The Equality and Human Rights Commission urged to spread the love when it comes to trans fertility
Published: 14 February 2017 Tags: ehrc, lgbt, trans By John Walding
A group of leading LGBT organisations is using this Valentine’s Day to call on the Equalities and Human Rights Commission (EHRC) to feel the love and extend equal rights to trans people when it comes to fertility treatment.
The National LGB&T Partnership is calling on the chair of the EHRC, David Isaac, to urge the government to look at steps needed to address the current postcode lottery in relation to treatment for trans patients. A letter sent to the EHRC Chair, focuses particularly on the need for gamete storage for all trans patients, where an individual's eggs or sperm are frozen for use in future fertility treatment. It highlights the lack of a standard policy in the NHS that means that many Clinical Commissioning Groups (CCGs) continue to not offer this facility to their trans patients.
Commenting on the Valentine’s call to Mr Isaac, Paul Martin OBE, Chief Executive of LGBT Foundation and Chair of the National LGBT Partnership, who is leading the call said:
“Gamete storage for trans and non-binary people is a necessity not an option. The treatments needed for their recognised medical condition, including cross-sex hormones and gonadectomy, result in loss of natural fertility.”
“Sadly under current rules gamete storage is not currently funded directly by NHS England as it is not a Core Procedure listed in the Service Specification for Gender Identity Services. For this reason it falls to CCGs to determine whether it will be funded. Unfortunately, many CCGs do not fund gamete storage for trans people although they do fund precisely the same storage for non-trans people.
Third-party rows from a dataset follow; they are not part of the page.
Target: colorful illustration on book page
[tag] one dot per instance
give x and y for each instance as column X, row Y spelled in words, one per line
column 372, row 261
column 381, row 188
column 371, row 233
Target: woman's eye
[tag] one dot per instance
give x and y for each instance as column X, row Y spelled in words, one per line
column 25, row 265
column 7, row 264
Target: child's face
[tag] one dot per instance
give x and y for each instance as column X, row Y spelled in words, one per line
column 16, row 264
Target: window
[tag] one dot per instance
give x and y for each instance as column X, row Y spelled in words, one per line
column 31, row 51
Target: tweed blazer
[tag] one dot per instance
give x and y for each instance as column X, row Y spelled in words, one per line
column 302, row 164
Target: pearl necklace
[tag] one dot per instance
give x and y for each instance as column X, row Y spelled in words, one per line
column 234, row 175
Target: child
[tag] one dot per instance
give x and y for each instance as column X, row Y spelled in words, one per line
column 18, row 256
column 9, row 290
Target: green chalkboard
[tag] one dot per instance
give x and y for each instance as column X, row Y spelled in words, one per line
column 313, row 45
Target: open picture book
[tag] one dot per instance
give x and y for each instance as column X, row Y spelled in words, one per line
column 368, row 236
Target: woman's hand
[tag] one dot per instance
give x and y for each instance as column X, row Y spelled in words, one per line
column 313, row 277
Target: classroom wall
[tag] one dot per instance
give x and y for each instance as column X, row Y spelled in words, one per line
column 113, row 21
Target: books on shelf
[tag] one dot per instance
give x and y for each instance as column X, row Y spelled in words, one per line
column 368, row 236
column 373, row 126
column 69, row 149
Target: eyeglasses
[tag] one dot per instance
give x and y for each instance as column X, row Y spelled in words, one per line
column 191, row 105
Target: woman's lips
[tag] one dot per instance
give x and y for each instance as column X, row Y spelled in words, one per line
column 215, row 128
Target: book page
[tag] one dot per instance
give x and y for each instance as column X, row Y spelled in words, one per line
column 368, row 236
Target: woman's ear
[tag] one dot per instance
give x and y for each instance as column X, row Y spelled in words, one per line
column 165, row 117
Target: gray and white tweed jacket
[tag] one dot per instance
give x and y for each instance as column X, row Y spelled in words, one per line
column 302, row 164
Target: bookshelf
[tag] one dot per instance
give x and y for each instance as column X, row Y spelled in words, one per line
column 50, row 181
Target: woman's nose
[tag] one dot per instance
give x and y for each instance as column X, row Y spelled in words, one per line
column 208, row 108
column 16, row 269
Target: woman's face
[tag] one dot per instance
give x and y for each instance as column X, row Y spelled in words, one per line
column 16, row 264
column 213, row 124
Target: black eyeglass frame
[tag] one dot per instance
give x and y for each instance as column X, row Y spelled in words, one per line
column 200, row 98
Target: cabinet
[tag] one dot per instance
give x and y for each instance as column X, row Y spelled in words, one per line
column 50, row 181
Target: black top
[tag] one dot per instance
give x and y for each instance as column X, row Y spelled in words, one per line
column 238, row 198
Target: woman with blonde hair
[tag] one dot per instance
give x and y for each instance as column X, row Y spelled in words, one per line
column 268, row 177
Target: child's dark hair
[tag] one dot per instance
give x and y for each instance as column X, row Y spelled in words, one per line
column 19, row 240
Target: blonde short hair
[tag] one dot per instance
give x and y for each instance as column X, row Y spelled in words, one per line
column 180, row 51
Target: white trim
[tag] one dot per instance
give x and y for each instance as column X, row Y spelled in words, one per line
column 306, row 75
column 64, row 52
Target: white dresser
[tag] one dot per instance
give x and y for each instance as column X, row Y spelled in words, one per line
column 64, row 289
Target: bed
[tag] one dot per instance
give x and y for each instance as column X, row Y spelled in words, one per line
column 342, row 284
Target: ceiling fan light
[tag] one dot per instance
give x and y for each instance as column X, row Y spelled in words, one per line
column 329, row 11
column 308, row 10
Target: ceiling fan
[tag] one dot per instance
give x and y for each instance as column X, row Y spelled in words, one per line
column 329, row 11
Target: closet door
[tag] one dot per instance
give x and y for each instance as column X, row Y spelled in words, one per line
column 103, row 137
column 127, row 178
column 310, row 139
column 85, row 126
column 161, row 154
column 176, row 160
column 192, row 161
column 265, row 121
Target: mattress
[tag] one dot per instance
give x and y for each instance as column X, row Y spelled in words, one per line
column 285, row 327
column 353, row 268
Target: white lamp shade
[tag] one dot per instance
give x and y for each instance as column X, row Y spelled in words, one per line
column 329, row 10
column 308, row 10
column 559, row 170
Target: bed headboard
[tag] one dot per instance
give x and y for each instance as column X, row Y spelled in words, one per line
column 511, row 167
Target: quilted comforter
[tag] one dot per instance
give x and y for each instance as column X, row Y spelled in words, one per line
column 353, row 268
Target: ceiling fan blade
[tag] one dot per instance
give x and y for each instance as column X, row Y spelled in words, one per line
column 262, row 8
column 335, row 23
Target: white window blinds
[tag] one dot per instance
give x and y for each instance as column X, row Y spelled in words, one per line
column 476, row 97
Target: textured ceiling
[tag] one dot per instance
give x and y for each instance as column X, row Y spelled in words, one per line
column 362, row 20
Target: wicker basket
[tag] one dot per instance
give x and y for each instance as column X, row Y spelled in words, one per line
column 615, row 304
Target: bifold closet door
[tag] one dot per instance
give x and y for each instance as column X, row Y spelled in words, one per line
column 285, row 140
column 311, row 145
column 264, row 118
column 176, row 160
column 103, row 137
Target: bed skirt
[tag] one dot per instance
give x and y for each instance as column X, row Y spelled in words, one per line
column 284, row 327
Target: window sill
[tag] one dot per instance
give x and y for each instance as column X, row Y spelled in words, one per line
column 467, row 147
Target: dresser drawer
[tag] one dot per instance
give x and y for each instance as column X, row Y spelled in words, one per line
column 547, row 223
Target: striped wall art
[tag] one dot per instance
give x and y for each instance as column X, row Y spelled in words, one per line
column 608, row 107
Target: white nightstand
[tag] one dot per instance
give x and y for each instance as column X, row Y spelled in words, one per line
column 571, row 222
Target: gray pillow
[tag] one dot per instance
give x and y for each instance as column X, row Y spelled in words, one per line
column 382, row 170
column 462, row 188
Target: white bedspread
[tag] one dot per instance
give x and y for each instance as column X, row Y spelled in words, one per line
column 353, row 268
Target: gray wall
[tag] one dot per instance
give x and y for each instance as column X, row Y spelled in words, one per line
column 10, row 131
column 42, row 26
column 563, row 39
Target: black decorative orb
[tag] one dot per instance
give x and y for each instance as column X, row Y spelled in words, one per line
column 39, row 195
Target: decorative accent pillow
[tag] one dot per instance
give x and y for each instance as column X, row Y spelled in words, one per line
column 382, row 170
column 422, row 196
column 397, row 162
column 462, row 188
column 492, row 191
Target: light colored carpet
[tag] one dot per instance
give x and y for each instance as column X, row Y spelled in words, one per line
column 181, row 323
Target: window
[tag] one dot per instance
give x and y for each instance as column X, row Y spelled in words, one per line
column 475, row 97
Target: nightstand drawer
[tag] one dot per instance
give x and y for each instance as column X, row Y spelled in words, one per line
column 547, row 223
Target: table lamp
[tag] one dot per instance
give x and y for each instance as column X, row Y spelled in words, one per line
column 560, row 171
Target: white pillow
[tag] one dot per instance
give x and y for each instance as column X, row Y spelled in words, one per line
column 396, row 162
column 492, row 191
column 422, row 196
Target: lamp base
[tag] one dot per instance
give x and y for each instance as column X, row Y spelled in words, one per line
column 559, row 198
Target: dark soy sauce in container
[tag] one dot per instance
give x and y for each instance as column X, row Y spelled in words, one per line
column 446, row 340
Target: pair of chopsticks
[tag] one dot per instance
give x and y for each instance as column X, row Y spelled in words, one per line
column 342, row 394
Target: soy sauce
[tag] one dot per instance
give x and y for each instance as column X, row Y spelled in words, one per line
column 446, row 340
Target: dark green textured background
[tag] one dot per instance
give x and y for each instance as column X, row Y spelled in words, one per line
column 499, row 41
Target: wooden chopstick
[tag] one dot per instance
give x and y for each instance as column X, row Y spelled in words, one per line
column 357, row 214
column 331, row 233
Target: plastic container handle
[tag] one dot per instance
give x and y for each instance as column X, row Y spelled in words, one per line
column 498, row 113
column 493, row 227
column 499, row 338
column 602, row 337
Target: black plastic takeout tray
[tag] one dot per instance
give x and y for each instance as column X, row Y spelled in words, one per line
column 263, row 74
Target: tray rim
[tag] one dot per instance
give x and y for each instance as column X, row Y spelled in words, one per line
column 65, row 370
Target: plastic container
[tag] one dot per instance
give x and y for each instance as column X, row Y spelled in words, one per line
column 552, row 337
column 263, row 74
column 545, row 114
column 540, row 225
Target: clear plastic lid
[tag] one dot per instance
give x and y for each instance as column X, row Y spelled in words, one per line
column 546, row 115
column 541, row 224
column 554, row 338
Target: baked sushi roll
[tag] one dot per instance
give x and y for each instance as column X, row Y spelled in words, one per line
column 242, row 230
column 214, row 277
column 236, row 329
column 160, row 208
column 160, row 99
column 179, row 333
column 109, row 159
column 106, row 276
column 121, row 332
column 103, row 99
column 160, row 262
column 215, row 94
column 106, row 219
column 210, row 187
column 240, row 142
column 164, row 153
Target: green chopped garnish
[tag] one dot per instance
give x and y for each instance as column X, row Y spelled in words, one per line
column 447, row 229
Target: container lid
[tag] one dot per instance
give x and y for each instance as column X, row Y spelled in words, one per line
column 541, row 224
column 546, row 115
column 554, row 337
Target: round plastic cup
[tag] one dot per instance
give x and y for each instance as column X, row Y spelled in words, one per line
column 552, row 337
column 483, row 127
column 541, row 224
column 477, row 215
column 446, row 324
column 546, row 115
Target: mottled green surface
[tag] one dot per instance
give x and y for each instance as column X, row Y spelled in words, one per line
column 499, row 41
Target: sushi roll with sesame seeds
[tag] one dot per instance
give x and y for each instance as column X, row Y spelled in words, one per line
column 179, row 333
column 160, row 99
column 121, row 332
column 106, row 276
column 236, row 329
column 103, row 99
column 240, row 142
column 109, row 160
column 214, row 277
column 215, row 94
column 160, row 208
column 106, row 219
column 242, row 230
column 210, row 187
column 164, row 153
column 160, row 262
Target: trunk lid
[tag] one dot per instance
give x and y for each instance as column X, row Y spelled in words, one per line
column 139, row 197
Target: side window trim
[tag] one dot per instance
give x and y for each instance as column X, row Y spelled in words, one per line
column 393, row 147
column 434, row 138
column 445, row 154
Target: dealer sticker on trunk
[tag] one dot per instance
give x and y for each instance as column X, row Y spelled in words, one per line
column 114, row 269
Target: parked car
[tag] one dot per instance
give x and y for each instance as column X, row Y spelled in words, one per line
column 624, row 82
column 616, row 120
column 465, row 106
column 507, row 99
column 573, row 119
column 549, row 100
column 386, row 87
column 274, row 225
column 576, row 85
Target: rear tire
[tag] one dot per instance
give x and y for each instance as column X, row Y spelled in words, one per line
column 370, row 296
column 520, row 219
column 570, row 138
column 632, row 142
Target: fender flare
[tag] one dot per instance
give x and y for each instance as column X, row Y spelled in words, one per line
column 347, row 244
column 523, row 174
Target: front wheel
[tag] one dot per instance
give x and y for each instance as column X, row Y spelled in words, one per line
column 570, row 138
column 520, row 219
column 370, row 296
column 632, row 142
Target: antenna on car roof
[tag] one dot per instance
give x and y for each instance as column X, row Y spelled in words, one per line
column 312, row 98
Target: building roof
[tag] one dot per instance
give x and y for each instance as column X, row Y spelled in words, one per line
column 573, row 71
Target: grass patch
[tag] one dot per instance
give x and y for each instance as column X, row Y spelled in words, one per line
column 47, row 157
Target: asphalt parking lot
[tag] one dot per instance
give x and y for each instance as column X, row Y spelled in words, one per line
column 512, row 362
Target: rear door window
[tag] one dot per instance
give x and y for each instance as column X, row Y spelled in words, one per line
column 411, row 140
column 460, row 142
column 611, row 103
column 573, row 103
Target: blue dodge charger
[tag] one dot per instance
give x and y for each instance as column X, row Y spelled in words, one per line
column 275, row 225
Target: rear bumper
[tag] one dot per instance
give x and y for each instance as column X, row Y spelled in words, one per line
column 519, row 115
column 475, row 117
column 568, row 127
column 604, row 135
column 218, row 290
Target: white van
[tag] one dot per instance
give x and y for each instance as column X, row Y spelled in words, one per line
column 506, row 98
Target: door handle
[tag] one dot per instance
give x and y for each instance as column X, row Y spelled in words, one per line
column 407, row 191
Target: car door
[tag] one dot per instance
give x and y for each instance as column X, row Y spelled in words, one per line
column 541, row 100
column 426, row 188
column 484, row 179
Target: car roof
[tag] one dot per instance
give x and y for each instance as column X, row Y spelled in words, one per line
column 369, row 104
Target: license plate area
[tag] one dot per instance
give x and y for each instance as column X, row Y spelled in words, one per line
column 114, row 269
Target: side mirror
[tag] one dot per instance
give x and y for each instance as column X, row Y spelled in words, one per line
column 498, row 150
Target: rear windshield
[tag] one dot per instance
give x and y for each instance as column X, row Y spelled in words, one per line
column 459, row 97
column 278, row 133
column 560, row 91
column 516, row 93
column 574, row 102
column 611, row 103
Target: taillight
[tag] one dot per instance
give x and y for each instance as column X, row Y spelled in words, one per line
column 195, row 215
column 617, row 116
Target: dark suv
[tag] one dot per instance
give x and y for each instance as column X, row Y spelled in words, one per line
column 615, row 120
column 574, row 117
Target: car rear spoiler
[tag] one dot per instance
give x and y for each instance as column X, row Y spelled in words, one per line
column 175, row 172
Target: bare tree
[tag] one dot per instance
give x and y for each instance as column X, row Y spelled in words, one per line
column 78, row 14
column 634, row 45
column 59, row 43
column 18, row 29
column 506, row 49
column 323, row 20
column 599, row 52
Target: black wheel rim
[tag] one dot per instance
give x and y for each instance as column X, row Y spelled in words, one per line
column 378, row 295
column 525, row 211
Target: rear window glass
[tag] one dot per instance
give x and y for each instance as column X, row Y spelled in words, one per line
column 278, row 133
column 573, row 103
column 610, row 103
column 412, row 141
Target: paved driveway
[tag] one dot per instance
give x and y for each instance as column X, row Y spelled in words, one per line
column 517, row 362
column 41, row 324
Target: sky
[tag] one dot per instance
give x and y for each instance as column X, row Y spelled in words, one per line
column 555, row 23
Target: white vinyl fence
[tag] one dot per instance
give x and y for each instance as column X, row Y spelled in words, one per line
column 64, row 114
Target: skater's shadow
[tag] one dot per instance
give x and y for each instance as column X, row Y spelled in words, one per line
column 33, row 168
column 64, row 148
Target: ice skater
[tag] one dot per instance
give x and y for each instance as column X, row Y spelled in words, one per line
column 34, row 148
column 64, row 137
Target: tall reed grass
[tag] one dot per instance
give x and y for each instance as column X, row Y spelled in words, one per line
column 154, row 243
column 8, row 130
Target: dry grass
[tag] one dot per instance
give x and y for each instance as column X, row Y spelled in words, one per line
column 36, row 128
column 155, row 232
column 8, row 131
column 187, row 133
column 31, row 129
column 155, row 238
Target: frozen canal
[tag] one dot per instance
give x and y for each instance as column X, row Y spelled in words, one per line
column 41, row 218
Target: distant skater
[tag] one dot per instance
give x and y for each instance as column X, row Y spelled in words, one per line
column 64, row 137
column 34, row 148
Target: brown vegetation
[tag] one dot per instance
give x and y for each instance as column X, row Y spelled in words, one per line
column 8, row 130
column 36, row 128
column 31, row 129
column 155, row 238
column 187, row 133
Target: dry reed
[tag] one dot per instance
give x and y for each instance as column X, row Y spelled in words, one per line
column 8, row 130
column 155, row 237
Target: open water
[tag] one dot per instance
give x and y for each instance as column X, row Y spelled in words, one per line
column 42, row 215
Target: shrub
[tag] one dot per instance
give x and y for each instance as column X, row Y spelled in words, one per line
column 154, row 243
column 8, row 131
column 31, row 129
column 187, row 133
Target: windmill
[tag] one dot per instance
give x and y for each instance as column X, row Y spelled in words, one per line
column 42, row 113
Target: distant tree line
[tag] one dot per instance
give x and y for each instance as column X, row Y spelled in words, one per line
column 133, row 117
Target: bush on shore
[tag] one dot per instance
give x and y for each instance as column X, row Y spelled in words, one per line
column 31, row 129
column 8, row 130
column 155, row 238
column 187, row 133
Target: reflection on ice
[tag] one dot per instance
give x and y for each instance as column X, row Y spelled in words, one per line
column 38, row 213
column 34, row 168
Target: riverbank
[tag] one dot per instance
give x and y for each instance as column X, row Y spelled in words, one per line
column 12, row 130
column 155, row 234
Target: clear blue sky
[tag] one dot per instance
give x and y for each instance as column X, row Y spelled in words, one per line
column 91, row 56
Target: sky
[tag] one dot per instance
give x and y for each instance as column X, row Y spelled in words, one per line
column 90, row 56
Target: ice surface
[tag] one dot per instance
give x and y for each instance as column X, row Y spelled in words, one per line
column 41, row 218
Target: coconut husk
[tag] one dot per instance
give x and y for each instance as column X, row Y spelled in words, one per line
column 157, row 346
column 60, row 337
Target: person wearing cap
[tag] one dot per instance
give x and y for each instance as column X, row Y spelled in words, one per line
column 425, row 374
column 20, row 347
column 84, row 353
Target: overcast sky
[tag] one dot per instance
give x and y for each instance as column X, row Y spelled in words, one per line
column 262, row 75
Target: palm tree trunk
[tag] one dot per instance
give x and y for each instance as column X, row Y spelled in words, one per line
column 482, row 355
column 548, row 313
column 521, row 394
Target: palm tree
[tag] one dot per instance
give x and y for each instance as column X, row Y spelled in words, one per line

“This postcode lottery must not continue and we feel that steps need to be taken to tackle this unfavourable treatment of trans people that constitutes direct discrimination as outlined in Section 13 of the 2010 Equality Act.”
The National LGB&T Partnership made up of 12 key organisations to reduce health inequalities and challenge homophobia, biphobia and transphobia within public services, is asking the Commission to investigate the matter and steps to address the situation as a matter of urgency.